His words sunk deep, and she did feel a warmth inside her as she thought of her family. They all loved her, she’d never doubted that. Though she’d gotten in trouble for behavior in the past it had never been because of who she was. Never a random outburst from someone she barely knew. “Mother has never made me feel like I make her ashamed.” She admitted. Her mother had aways encouraged her, and never hesitated to express her love. “I still want other people to like me, though.”

“People love you. The guards at home, the staff, the friends you’ve made. You’re funny, bold, caring. All great things.” He offered her a reassuring little smile. “And here’s a secret. People don’t always like me, or do what I say.” She wasn’t sure if she totally believed him, but he went on before she could protest. “You don’t usually see it, because it happens in the negotiation room, or they’re more subtle about it. But I’ve had lots of disagreements with people. Not everyone is going to like you. That’s how people are. Tornith doesn’t know you, and, even if he didn’t like the way you were acting, he had no right to speak to you that way.  You meet all sorts of people in life, including jerkfaces like him.”

She couldn’t help but giggle softly to his choice of words, but sobered a bit as he went on. “Staying true to yourself is what matters.” It was hard to believe that people didn’t like her father. He was the quickest person she knew, and she hoped to one day learn his same wit. It was a bit of a revelation to think that there were those who didn’t see him in the same light as she did.

His words felt right to her. She liked who she was, and why should someone she hardly knew take that away from her? She gave a little nod. “I’ll remember, Crescent.”

Crescent gave her a little squeeze. “Good. You’re one of the lights in my life. Be who you are, and make no excuses for it. If, one day, you decide you want to change, do it for yourself. But you have plenty of time to get there.”

Silverbell felt better after all of that, somewhat emboldened. Her happy, boisterous energy would return in full soon. Wiping the remnants of her tears away she gently bumped her father’s forehead with her own.
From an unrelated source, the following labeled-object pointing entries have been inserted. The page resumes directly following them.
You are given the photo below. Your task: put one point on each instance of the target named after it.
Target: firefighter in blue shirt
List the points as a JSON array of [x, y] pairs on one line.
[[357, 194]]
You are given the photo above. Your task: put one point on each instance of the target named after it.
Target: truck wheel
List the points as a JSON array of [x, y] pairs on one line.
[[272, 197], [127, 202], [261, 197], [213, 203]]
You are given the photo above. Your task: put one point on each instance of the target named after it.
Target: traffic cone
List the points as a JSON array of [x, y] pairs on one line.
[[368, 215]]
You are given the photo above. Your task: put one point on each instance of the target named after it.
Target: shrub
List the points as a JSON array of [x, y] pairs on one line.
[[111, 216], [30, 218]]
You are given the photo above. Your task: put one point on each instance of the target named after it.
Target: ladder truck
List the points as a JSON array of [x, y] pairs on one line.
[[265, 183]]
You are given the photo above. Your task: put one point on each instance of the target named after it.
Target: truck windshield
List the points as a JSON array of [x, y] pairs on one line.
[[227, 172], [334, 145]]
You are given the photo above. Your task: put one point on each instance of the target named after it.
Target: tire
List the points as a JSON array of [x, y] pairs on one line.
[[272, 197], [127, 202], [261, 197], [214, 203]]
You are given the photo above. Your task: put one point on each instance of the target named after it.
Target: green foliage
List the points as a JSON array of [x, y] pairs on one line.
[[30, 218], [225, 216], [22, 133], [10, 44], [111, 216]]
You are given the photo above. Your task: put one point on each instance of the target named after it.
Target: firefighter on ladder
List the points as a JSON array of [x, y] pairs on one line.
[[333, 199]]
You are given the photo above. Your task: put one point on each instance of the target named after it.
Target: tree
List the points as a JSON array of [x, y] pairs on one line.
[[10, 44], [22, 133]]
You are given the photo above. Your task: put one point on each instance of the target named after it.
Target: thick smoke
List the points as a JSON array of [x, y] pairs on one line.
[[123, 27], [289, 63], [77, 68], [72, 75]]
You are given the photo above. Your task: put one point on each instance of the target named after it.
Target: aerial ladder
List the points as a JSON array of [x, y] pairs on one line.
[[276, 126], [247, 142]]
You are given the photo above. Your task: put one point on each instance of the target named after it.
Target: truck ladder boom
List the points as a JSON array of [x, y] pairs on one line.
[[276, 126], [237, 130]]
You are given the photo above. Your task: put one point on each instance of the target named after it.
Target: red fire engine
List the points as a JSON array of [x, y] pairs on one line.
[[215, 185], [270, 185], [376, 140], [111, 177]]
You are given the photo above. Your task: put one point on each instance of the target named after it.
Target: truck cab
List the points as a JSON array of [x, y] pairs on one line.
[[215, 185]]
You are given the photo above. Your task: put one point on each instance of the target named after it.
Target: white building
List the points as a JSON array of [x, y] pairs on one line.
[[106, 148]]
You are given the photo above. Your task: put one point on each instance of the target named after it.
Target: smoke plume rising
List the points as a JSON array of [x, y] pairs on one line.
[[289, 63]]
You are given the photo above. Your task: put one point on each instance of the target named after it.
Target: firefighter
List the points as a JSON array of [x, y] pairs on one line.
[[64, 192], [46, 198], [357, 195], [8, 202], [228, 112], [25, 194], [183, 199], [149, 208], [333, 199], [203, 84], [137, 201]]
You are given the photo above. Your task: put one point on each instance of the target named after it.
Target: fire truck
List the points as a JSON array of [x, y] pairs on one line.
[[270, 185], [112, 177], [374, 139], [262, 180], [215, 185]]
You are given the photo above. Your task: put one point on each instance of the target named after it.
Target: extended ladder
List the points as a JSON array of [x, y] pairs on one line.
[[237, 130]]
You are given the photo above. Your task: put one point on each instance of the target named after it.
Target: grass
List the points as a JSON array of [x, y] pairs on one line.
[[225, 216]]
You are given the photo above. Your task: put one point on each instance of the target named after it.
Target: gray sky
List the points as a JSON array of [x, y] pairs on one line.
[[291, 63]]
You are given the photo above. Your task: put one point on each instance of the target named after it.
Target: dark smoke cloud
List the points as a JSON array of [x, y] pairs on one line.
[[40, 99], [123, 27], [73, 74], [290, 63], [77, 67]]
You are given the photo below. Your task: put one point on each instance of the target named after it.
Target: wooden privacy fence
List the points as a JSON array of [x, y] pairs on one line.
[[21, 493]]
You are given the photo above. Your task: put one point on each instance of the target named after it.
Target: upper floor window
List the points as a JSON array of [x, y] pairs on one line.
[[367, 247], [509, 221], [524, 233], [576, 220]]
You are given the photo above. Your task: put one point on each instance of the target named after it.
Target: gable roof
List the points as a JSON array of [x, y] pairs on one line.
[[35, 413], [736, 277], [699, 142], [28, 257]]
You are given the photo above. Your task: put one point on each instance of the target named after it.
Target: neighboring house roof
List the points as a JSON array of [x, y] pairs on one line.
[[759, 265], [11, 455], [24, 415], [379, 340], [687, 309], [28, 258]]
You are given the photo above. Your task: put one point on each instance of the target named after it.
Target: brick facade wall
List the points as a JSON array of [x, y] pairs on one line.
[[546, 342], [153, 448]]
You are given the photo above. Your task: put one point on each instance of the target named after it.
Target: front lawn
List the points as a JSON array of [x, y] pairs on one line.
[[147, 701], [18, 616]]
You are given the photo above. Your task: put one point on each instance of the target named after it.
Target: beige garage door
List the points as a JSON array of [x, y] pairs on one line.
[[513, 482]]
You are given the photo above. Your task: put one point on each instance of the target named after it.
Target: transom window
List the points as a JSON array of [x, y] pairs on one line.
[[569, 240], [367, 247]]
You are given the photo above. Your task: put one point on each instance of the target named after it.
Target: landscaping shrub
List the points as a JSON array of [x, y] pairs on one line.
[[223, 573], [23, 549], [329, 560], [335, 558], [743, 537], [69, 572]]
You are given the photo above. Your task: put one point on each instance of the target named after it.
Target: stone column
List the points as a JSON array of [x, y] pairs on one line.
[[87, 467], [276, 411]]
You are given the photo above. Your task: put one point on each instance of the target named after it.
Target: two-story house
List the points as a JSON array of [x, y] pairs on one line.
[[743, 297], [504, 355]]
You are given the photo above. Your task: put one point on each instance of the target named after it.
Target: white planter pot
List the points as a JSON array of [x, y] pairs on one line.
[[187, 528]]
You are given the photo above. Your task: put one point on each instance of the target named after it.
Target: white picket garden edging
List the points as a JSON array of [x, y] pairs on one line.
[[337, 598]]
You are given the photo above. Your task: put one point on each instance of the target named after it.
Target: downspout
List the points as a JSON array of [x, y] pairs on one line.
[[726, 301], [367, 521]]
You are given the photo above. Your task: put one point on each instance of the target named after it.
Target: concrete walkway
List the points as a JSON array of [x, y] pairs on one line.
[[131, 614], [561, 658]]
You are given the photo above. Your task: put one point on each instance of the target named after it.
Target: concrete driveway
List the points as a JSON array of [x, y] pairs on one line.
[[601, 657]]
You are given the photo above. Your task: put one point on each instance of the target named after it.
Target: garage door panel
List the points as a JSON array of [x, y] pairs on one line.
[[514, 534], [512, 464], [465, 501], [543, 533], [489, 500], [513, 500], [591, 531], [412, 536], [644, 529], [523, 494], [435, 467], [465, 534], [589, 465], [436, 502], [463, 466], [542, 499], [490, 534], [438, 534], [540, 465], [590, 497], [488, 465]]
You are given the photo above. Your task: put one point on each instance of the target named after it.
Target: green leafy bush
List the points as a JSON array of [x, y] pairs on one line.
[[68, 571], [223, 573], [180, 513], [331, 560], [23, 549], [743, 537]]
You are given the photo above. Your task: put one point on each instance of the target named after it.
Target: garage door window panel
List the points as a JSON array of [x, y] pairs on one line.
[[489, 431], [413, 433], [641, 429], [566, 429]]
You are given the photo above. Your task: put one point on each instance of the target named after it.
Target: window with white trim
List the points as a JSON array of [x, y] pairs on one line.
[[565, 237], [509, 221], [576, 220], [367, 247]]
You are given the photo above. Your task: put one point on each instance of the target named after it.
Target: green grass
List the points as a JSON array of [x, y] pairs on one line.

He smiled at her and she felt a warmth returning.

“Let’s head down,” he said. “I think there are some tea and cakes waiting for us. Race you down?” He asked, giving her one of his signature grins. They often had climbing races at home.

The prospect of sweets perked her up even more. She shifted out of his arms, grinning right back. For a moment it looked as if she would accept his challenge, but she paused, seeming to be thinking. “We’d better be careful so we don’t rip our clothes up.” With that she started back down, slowly and carefully, feeling warmed by the proud smile she saw on her father’s face.